As has been described above, according to the embodiment of the present invention, in the color MFP that normally handles 8-bit image data with 600 dpi, the image data amount per pixel is reduced when high-resolution image data is to be handled. Further, a plurality of pixels are packed. Thus, the delay memories can be used without increasing the memory capacity.

Besides, if a problem with the image quality arises due to the decrease in image data amount, the gradation process for solving the problem is executed. Thereby, the problem with the image quality can be solved.

Additional advantages and modifications will readily occur to those skilled in the art. Therefore, the invention in its broader aspects is not limited to the specific details and representative embodiments shown and described herein. Accordingly, various modifications may be made without departing from the spirit or scope of the general inventive concept as defined by the appended claims and their equivalents.

Claims

1. A 4-series tandem type color image forming apparatus comprising:

a memory section that delays input image data; and

a control section that executes, when the image data is input to the memory section, a control to vary a resolution and a number of bits per pixel of the input image data in accordance with a memory capacity of the memory section.

2. A 4-series tandem type color image forming apparatus comprising:

a first image data processing section that varies a data amount per pixel of input image data;

a second image data processing section that packs a plurality of pixels, or divides one pixel into a plurality of pixels, with respect to the image data, the data amount of which is varied by the first image data processing section;

a third image data processing section that restores the image data, which is packed or divided by the second image data processing section, to an original 1-pixel unit; and

a control section that switches processes in the first, second and third image processing sections.

3. The color image forming apparatus according to claim 2, wherein the control section executes, when high-resolution image data is handled, a control to effect switching to a process of decreasing the data amount in the first image data processing section, a process of packing a plurality of pixels of the image data in the second image data processing section, and a process of dividing the image data packed by the third image data processing section into a 1-pixel unit.
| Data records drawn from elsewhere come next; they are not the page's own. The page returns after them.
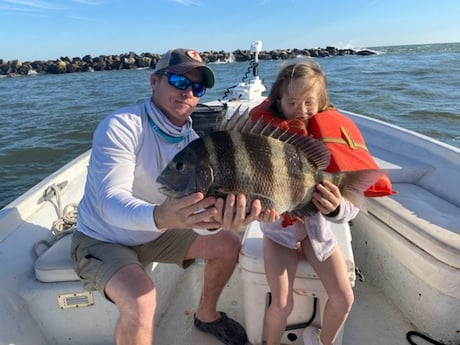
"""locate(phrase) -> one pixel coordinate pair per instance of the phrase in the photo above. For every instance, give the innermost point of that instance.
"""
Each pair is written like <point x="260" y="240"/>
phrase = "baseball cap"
<point x="181" y="61"/>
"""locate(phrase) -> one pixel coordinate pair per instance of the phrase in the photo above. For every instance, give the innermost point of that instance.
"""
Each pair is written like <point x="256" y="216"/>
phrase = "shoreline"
<point x="133" y="60"/>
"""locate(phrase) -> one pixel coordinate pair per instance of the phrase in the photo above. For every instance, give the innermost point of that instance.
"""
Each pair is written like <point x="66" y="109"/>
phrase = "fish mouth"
<point x="171" y="193"/>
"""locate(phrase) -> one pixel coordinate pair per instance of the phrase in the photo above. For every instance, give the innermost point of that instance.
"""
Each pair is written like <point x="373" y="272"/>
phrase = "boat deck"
<point x="373" y="319"/>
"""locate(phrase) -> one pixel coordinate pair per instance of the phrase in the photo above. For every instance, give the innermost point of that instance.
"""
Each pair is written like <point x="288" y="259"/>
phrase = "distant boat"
<point x="407" y="247"/>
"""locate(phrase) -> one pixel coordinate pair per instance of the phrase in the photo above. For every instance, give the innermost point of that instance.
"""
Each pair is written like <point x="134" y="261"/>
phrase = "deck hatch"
<point x="76" y="300"/>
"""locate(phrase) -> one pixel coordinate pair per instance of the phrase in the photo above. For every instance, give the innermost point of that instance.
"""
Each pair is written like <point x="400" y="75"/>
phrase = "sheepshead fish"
<point x="282" y="173"/>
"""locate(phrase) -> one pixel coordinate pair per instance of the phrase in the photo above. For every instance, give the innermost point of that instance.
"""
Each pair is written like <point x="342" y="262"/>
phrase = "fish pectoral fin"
<point x="308" y="210"/>
<point x="204" y="179"/>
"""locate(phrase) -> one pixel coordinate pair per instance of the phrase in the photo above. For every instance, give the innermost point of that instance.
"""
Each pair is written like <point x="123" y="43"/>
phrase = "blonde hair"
<point x="314" y="80"/>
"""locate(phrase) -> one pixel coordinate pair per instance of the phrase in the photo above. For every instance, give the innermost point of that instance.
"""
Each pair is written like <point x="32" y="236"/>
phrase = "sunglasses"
<point x="182" y="83"/>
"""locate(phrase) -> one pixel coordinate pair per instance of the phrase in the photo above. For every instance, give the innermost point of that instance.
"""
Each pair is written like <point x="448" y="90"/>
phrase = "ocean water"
<point x="47" y="120"/>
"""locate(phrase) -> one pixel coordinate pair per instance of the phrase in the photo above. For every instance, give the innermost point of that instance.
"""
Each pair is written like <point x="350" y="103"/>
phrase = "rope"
<point x="410" y="334"/>
<point x="67" y="217"/>
<point x="66" y="222"/>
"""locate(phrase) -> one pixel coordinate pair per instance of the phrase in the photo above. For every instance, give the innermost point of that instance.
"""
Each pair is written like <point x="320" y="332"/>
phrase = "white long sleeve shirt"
<point x="127" y="156"/>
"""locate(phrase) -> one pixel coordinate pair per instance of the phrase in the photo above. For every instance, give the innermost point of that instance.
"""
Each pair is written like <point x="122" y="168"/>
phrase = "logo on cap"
<point x="194" y="55"/>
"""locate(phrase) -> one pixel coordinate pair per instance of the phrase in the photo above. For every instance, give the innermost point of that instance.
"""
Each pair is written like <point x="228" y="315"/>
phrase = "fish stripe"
<point x="261" y="159"/>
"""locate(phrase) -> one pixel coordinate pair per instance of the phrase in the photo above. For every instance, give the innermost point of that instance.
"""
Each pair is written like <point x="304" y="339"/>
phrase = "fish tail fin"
<point x="353" y="184"/>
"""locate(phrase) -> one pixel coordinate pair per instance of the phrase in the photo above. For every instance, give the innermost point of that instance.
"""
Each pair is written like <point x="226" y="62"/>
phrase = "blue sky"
<point x="47" y="29"/>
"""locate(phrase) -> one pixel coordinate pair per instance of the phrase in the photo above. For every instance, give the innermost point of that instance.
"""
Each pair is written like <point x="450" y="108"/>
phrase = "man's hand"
<point x="192" y="211"/>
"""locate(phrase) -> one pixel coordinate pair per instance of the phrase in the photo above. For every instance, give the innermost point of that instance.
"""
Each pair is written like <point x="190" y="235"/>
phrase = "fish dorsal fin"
<point x="316" y="152"/>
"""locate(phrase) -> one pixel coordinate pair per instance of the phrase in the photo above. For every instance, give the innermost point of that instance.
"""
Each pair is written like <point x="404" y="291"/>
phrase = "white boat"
<point x="407" y="247"/>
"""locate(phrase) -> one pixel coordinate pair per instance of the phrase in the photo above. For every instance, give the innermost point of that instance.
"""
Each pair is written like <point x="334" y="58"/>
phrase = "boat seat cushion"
<point x="55" y="264"/>
<point x="422" y="218"/>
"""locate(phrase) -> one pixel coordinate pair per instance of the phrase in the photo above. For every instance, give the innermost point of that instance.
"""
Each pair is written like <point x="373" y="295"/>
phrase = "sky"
<point x="48" y="29"/>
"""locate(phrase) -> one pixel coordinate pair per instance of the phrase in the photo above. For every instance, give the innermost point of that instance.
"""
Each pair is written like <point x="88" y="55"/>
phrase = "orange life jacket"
<point x="348" y="148"/>
<point x="341" y="136"/>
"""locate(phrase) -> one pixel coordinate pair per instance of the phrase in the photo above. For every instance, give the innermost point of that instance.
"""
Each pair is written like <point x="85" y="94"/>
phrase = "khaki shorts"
<point x="96" y="261"/>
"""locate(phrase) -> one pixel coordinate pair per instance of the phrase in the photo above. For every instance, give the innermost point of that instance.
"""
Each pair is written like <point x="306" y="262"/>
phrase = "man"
<point x="125" y="223"/>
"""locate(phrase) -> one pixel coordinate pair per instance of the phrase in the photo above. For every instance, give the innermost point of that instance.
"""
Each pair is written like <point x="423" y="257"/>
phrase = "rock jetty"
<point x="132" y="60"/>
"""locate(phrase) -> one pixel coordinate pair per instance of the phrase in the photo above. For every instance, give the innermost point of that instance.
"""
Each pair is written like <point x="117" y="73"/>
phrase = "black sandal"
<point x="225" y="329"/>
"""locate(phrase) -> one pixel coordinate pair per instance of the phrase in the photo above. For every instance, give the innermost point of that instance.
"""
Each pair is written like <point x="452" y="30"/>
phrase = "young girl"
<point x="298" y="94"/>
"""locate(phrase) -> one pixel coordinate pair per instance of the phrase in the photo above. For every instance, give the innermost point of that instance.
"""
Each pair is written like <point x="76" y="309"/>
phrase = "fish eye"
<point x="179" y="166"/>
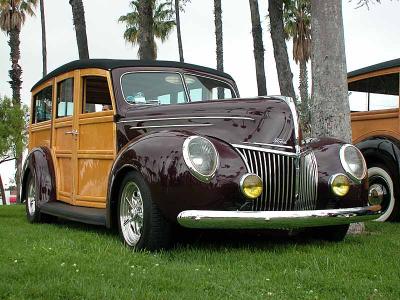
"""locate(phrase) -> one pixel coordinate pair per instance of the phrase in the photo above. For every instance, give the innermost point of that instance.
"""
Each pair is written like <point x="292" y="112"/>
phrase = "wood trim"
<point x="93" y="72"/>
<point x="106" y="118"/>
<point x="90" y="199"/>
<point x="375" y="114"/>
<point x="90" y="204"/>
<point x="387" y="133"/>
<point x="96" y="156"/>
<point x="40" y="126"/>
<point x="95" y="152"/>
<point x="374" y="74"/>
<point x="41" y="87"/>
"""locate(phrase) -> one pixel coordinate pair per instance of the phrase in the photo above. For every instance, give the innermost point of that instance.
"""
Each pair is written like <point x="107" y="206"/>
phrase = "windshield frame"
<point x="234" y="93"/>
<point x="185" y="87"/>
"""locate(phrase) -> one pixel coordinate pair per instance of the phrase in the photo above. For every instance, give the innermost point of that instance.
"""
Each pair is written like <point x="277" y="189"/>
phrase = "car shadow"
<point x="211" y="239"/>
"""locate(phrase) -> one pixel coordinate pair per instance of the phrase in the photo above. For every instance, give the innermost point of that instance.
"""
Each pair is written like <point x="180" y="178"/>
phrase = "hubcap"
<point x="131" y="213"/>
<point x="31" y="197"/>
<point x="380" y="189"/>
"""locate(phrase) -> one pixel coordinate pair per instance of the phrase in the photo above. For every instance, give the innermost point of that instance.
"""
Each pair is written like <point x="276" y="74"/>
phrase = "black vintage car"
<point x="145" y="145"/>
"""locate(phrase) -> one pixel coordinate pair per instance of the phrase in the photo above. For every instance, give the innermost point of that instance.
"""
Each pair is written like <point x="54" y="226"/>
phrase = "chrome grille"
<point x="285" y="186"/>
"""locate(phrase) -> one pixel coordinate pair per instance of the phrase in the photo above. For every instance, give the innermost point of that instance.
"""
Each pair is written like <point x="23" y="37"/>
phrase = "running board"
<point x="94" y="216"/>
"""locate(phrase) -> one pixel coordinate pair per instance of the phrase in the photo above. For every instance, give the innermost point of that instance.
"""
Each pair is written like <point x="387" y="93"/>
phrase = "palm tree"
<point x="148" y="20"/>
<point x="12" y="16"/>
<point x="258" y="47"/>
<point x="285" y="76"/>
<point x="330" y="114"/>
<point x="44" y="50"/>
<point x="297" y="19"/>
<point x="219" y="35"/>
<point x="178" y="30"/>
<point x="78" y="14"/>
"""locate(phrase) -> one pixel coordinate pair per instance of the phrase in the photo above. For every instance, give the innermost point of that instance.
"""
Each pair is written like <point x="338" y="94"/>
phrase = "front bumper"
<point x="276" y="219"/>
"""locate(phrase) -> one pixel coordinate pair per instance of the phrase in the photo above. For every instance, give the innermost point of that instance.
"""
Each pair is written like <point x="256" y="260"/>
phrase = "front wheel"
<point x="335" y="233"/>
<point x="379" y="176"/>
<point x="141" y="224"/>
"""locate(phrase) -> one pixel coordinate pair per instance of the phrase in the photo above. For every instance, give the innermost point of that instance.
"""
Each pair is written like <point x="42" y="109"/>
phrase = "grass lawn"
<point x="73" y="261"/>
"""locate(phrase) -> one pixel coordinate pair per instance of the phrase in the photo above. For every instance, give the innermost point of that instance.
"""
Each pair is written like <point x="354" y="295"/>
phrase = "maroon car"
<point x="142" y="146"/>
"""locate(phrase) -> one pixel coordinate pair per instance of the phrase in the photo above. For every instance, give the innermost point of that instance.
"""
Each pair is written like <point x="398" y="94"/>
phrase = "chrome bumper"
<point x="276" y="219"/>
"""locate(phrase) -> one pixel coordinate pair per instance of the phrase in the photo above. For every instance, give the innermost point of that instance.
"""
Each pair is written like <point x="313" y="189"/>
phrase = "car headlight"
<point x="353" y="162"/>
<point x="201" y="157"/>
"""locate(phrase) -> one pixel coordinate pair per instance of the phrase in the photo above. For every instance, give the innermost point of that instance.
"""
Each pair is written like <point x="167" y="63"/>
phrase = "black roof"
<point x="110" y="64"/>
<point x="384" y="65"/>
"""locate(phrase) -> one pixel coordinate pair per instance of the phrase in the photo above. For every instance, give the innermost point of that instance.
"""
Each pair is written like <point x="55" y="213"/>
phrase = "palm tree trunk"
<point x="258" y="47"/>
<point x="3" y="195"/>
<point x="78" y="13"/>
<point x="44" y="50"/>
<point x="16" y="71"/>
<point x="147" y="45"/>
<point x="285" y="76"/>
<point x="15" y="82"/>
<point x="219" y="41"/>
<point x="303" y="87"/>
<point x="330" y="111"/>
<point x="178" y="30"/>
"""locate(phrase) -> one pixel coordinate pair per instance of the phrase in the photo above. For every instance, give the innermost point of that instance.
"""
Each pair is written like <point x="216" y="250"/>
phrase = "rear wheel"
<point x="335" y="233"/>
<point x="32" y="209"/>
<point x="141" y="224"/>
<point x="382" y="179"/>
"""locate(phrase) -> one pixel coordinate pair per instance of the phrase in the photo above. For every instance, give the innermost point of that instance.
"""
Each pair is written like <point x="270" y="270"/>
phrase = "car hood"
<point x="265" y="121"/>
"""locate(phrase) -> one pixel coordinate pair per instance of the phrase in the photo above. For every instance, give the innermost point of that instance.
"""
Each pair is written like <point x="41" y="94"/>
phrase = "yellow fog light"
<point x="340" y="184"/>
<point x="251" y="186"/>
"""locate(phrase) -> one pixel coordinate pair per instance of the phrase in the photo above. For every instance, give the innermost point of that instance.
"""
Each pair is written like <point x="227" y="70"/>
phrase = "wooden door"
<point x="66" y="94"/>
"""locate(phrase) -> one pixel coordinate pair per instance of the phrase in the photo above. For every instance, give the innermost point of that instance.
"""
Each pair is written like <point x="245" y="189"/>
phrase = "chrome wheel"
<point x="131" y="213"/>
<point x="380" y="179"/>
<point x="31" y="197"/>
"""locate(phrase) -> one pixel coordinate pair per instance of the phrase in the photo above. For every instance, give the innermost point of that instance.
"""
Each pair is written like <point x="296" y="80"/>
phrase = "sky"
<point x="371" y="36"/>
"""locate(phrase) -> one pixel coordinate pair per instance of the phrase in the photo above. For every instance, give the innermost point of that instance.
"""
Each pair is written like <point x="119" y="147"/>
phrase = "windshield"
<point x="162" y="88"/>
<point x="153" y="88"/>
<point x="204" y="88"/>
4. The color image forming apparatus according to claim 2, wherein the control section executes, when low-resolution image data is handled, a control to effect switching to a process of increasing the data amount in the first image data processing section, a process of dividing one pixel into a plurality of pixels in the second image data processing section, and a process of restoring the image data divided by the third image data processing section to a 1-pixel unit.

5. The color image forming apparatus according to claim 2, further comprising a gradation processing section at a rear stage of the third image data processing section, which executes a gradation process to convert low-gradation image data to high-gradation image data.

6. An image forming method for a 4-series tandem type color image forming apparatus, which forms an image by using a memory section that delays input image data, comprising:

varying a data amount per pixel of input image data in accordance with a capacity of the memory section;

packing a plurality of pixels, or dividing one pixel into a plurality of pixels, with respect to the image data, the data amount of which is varied;

restoring the image data, which is packed or divided, to an original 1-pixel unit; and

forming an image on the basis of the restored image data.